Son zamanlarda, bizim politikacıların da düsturu olan, bu söylemin kökleri ‘Tevrat’a dayanıyor. Yahudiler, yüzyıllardır, bu prensibi uygulamak sayesinde, zengin oldular; kimliklerini sürdürdüler; kapitalizmin gerçek ölçüde temellerini attılar.
Yahudi halkı, ta.. başından beri, yolculuk yapmak, takas etmek, iletişim kurmak, aktarmak, dolayısıyla ticaret yapmak zorundaydı. Zaten, ‘İbrani’ sözcüğü de, ‘takasçı’ anlamına geliyor.
Kitab-ı Mukaddes, “Sanıldığının aksine, kıtlık arzuyu değil, arzu kıtlığı doğurur” diyor. Bu ilk ekonomi- politik dersi sayılabilir.
Tanrıya hizmet için
Tanrı, İbrahim Peygamber’den zengin olmasını istemiştir. Nitekim, ‘Yaradılış (13,2)’, Hazreti İbrahim’in servetinin büyümesini gururla kaydeder. Bu zenginliği elde etmek için ise, hile dahil, neredeyse her yol mubahtır.
Tanrı, Hazreti İbrahim’in oğlunu kurban etmesini engelleyerek; ‘şiddet’in sadece insanın maddi zenginliğine uygulanmasını istemiştir. Para ise, her şeyden önce, ‘şiddet’ten kaçınmak için bir vasıtadır. Para, uzlaşma ve barış aracıdır. Alın size, kapitalizmin ikinci prensibini.
‘Yaradılış (26,13,14)’e göre, Hazreti İbrahim’in çocuğu İshak ve torunu Yakup da çok zengin olmuşlardır. Pek çok cariyeleri, hizmetkarları, sürüleri, develeri vardır. Tanrı, Yakup’un servetini kutsamış; hatta, kardeşi Esav’dan ekberiyet hakkını satın almasını sağlamıştır. Bu da hayatta her şeyin satılabileceğinin bir kanıtıdır. Kapitalizmin üçüncü prensibi.
Aşırı zenginleşme
Yahudiler, Mısır’dan çıkarken tüm zenginliklerini yanlarına almışlar; sonra da, Musa’nın Sina Dağı’na yola çıkması sırasında, bu zenginliklerle, şatafatlı bir ‘buzağı’ yaparak; ona tapmaya başlamışlardır. Tanrı’nın hizmetinde bir araç olması gereken para; bu noktada, bir puta dönüşmüştür.

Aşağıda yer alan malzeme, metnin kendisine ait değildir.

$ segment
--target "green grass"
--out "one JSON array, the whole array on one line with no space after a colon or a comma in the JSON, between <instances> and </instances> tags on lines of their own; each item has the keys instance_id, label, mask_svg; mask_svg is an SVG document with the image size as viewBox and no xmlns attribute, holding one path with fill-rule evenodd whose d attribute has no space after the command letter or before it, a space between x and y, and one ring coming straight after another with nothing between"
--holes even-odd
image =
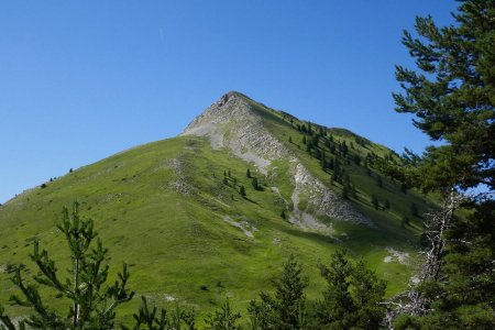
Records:
<instances>
[{"instance_id":1,"label":"green grass","mask_svg":"<svg viewBox=\"0 0 495 330\"><path fill-rule=\"evenodd\" d=\"M329 173L321 170L319 161L310 157L305 147L298 148L301 134L283 114L253 103L263 117L265 127L277 136L317 178L329 187ZM298 122L298 121L297 121ZM299 122L302 123L302 122ZM340 141L353 141L345 131L332 131ZM294 143L288 143L292 136ZM365 155L373 151L384 156L389 151L376 144L363 148L355 145L352 152ZM170 158L178 160L180 170L169 166ZM323 288L317 264L326 262L339 246L349 249L354 257L364 257L371 268L388 280L387 295L403 289L410 268L397 263L384 263L386 246L414 253L420 232L420 219L403 228L400 219L409 213L410 202L420 211L427 209L426 200L415 191L407 195L383 177L383 188L376 185L376 175L366 175L362 166L345 166L358 188L359 199L351 202L373 219L376 228L323 219L333 223L339 240L316 232L306 232L280 217L284 202L273 193L278 187L282 198L290 201L293 184L285 160L274 163L277 176L268 180L256 168L232 156L224 150L213 151L207 140L180 136L142 145L92 165L67 174L46 188L36 187L19 195L0 207L0 265L26 264L30 274L35 272L28 255L32 241L59 261L65 270L67 254L64 239L55 229L63 206L79 200L81 213L95 219L96 228L110 251L112 276L122 262L130 265L130 287L138 295L148 296L154 304L166 306L166 295L178 304L191 307L204 317L231 297L234 308L245 314L249 300L262 289L271 289L270 279L277 274L289 254L295 254L309 276L308 297L316 299ZM257 177L263 191L254 190L245 176L250 168ZM228 185L223 173L231 172ZM187 184L188 194L179 194L172 184L180 179ZM237 185L234 185L234 179ZM243 185L248 196L239 194ZM340 185L330 187L340 194ZM370 202L374 194L380 200L387 198L391 210L375 210ZM301 206L300 206L301 207ZM254 239L224 221L245 221L254 227ZM9 274L0 274L0 302L7 302L14 293ZM112 278L112 277L110 277ZM51 304L63 301L48 294ZM122 320L129 321L139 305L119 309ZM10 312L25 311L9 307Z\"/></svg>"}]
</instances>

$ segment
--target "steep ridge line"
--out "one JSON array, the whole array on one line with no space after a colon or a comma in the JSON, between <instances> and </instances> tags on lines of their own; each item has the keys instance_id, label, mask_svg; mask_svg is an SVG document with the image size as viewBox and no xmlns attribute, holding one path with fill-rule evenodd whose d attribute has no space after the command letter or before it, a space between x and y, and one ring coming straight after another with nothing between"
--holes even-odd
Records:
<instances>
[{"instance_id":1,"label":"steep ridge line","mask_svg":"<svg viewBox=\"0 0 495 330\"><path fill-rule=\"evenodd\" d=\"M294 186L294 211L289 221L302 229L331 234L331 226L322 223L317 216L374 227L370 219L314 177L297 156L270 133L263 125L261 116L252 109L250 100L240 94L228 92L222 96L199 114L180 135L207 136L213 148L230 150L239 158L254 163L265 175L273 161L288 161ZM314 215L299 209L300 194L309 196L308 208L315 210Z\"/></svg>"}]
</instances>

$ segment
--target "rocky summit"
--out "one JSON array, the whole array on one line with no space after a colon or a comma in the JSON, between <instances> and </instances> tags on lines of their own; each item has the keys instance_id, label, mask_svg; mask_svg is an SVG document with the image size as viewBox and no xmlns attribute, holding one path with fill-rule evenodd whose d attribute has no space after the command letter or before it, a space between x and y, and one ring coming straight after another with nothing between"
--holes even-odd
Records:
<instances>
[{"instance_id":1,"label":"rocky summit","mask_svg":"<svg viewBox=\"0 0 495 330\"><path fill-rule=\"evenodd\" d=\"M410 276L431 202L385 177L384 162L400 158L348 130L228 92L177 138L77 168L0 206L0 302L13 290L9 270L35 270L33 242L65 270L55 224L74 200L95 219L110 272L127 262L129 286L156 306L178 301L207 312L230 297L245 310L290 254L314 279L308 297L317 297L317 264L342 246L389 280L393 295Z\"/></svg>"}]
</instances>

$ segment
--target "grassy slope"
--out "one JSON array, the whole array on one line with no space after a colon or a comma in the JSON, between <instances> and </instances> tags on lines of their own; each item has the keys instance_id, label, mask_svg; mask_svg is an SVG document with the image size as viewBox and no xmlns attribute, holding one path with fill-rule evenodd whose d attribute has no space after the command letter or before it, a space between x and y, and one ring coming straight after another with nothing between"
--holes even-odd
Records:
<instances>
[{"instance_id":1,"label":"grassy slope","mask_svg":"<svg viewBox=\"0 0 495 330\"><path fill-rule=\"evenodd\" d=\"M301 139L299 132L279 113L256 107L266 119L266 127L315 176L328 183L329 174L320 169L319 162L296 146ZM295 143L287 142L289 135ZM376 145L371 147L376 153L386 152ZM180 173L169 168L169 158L180 161ZM342 243L304 232L279 217L283 202L270 186L277 186L282 197L290 200L292 185L285 175L285 162L278 162L279 175L270 183L251 166L265 185L264 191L252 188L245 176L249 164L226 151L212 151L209 142L190 136L146 144L82 167L0 207L0 265L25 263L28 270L34 270L26 256L32 249L30 242L37 239L55 260L62 261L59 268L64 270L65 242L54 224L62 207L77 198L82 213L95 218L105 244L110 248L111 271L118 272L118 265L125 261L131 265L131 287L158 305L165 305L165 296L172 295L206 312L231 296L234 305L244 310L258 290L270 288L271 276L289 253L305 265L311 278L308 295L317 297L323 283L316 264ZM229 185L224 185L223 172L229 169L231 177ZM402 228L399 219L408 212L411 199L420 210L426 206L420 196L397 193L398 188L385 178L385 189L378 188L363 168L350 166L348 172L360 193L360 200L354 202L376 221L378 229L336 222L337 234L346 233L344 245L353 255L364 256L389 282L392 294L404 287L408 271L397 263L384 263L387 255L384 248L410 249L418 230ZM189 195L170 188L178 177L194 187ZM238 182L235 187L233 178ZM239 195L240 185L248 190L246 199ZM369 202L371 194L386 196L392 210L374 210ZM254 239L223 221L226 215L254 226L257 229ZM0 301L7 301L11 293L8 274L0 274ZM54 304L61 302L54 299ZM136 304L139 299L121 309L125 319Z\"/></svg>"}]
</instances>

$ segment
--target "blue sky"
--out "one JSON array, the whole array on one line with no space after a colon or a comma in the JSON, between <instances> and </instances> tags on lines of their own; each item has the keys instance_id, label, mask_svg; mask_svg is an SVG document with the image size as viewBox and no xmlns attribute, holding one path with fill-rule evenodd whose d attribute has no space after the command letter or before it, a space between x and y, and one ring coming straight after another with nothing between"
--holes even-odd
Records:
<instances>
[{"instance_id":1,"label":"blue sky","mask_svg":"<svg viewBox=\"0 0 495 330\"><path fill-rule=\"evenodd\" d=\"M398 152L429 143L394 112L415 15L457 3L3 1L0 202L122 150L177 135L229 90Z\"/></svg>"}]
</instances>

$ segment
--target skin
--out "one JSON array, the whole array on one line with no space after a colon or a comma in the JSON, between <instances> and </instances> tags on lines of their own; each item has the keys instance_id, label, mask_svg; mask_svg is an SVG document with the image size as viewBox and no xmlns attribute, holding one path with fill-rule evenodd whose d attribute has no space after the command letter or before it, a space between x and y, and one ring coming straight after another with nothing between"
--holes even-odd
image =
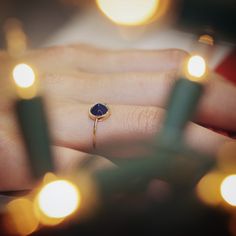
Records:
<instances>
[{"instance_id":1,"label":"skin","mask_svg":"<svg viewBox=\"0 0 236 236\"><path fill-rule=\"evenodd\" d=\"M87 45L28 52L24 61L39 72L58 171L72 171L85 159L84 153L109 158L147 153L143 143L151 143L161 128L167 98L186 56L177 49L108 51ZM15 121L5 52L0 62L0 190L25 189L32 186L30 168ZM236 131L236 87L218 75L211 77L184 137L190 147L216 154L232 139L199 124ZM109 104L111 116L99 122L93 149L88 110L96 102Z\"/></svg>"}]
</instances>

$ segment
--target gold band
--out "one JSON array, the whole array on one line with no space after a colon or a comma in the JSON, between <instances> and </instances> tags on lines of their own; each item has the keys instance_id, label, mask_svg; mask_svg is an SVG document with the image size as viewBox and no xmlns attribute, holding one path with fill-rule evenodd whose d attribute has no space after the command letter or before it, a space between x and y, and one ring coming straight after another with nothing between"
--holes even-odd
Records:
<instances>
[{"instance_id":1,"label":"gold band","mask_svg":"<svg viewBox=\"0 0 236 236\"><path fill-rule=\"evenodd\" d=\"M96 148L96 132L98 127L98 119L95 119L93 123L93 148Z\"/></svg>"},{"instance_id":2,"label":"gold band","mask_svg":"<svg viewBox=\"0 0 236 236\"><path fill-rule=\"evenodd\" d=\"M110 109L106 104L97 103L89 110L89 117L94 120L93 123L93 148L96 148L96 134L99 121L103 121L110 116Z\"/></svg>"}]
</instances>

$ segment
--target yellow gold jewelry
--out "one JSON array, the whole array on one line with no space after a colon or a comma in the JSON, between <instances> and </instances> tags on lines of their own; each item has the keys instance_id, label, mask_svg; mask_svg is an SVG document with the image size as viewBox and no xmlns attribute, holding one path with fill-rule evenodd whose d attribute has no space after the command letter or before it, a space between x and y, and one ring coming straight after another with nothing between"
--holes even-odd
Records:
<instances>
[{"instance_id":1,"label":"yellow gold jewelry","mask_svg":"<svg viewBox=\"0 0 236 236\"><path fill-rule=\"evenodd\" d=\"M97 103L89 109L89 117L94 120L93 124L93 148L96 148L96 133L99 121L106 120L110 116L110 109L106 104Z\"/></svg>"}]
</instances>

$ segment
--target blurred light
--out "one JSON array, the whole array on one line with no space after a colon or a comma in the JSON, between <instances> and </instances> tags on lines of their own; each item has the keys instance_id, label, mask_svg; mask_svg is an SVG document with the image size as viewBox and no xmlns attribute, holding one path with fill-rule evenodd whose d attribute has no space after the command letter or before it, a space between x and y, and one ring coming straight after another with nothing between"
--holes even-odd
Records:
<instances>
[{"instance_id":1,"label":"blurred light","mask_svg":"<svg viewBox=\"0 0 236 236\"><path fill-rule=\"evenodd\" d=\"M208 34L204 34L199 37L198 42L213 46L214 45L214 38Z\"/></svg>"},{"instance_id":2,"label":"blurred light","mask_svg":"<svg viewBox=\"0 0 236 236\"><path fill-rule=\"evenodd\" d=\"M34 84L35 75L32 68L26 64L18 64L13 69L13 78L17 86L28 88Z\"/></svg>"},{"instance_id":3,"label":"blurred light","mask_svg":"<svg viewBox=\"0 0 236 236\"><path fill-rule=\"evenodd\" d=\"M190 80L201 80L206 74L206 61L199 55L191 56L187 62L187 73Z\"/></svg>"},{"instance_id":4,"label":"blurred light","mask_svg":"<svg viewBox=\"0 0 236 236\"><path fill-rule=\"evenodd\" d=\"M223 175L219 172L211 172L205 175L197 185L197 195L205 204L219 205L222 202L220 184Z\"/></svg>"},{"instance_id":5,"label":"blurred light","mask_svg":"<svg viewBox=\"0 0 236 236\"><path fill-rule=\"evenodd\" d=\"M80 205L80 193L66 180L46 184L38 195L38 207L51 218L64 218L74 213Z\"/></svg>"},{"instance_id":6,"label":"blurred light","mask_svg":"<svg viewBox=\"0 0 236 236\"><path fill-rule=\"evenodd\" d=\"M119 25L148 23L159 10L160 0L96 0L100 10Z\"/></svg>"},{"instance_id":7,"label":"blurred light","mask_svg":"<svg viewBox=\"0 0 236 236\"><path fill-rule=\"evenodd\" d=\"M19 198L7 205L8 217L5 220L7 231L11 235L29 235L38 227L34 215L33 203L27 198Z\"/></svg>"},{"instance_id":8,"label":"blurred light","mask_svg":"<svg viewBox=\"0 0 236 236\"><path fill-rule=\"evenodd\" d=\"M236 206L236 175L227 176L221 184L221 195L231 206Z\"/></svg>"},{"instance_id":9,"label":"blurred light","mask_svg":"<svg viewBox=\"0 0 236 236\"><path fill-rule=\"evenodd\" d=\"M37 93L36 76L33 69L27 64L18 64L12 72L18 96L30 99Z\"/></svg>"}]
</instances>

Para, tek başına bir amaç haline gelmiş; bir nevi ‘put’ halini almıştır. Dinimizdeki ‘zekat vermek’ prensibi, paranın bir bölümünün dağıtılarak; sosyal refahın sağlanmasını sağlamaktadır. Bu da, kapitalizmin dördüncü prensibidir.
Parayı seven doymaz
Para, mal ve aşkı, şiddete başvurmadan, medeni bir biçimde elde etmemizi sağlar. Tek şart, ‘para tutkusu’nu kontrol edebilmektir. Ancak, çoğu zaman, parayı seven paraya doymaz. Kapitalizmin bir prensibi daha: Arzu, arzuyu doğurur.
Para, bir bozuşmanın ve şiddet eyleminin sonlanmasını; iletişimin yeniden başlamasını gerektirir. Zaten, ahlaki yollarla para kazanmak isteyenin sulh ortamına ihtiyacı vardır. İşte, kapitalizmin altıncı prensibi.
Bizim politikacılar, Tanrı’ya daha fazla hizmet edebilmek için mi? Şiddeti yok etmek için mi? İnsanları daha rahat satın almak için mi? Sosyal refahı sağlamak için mi? Barış ortamı yaratabilmek için mi? Daha çok para sahibi olmak istiyorlar(!).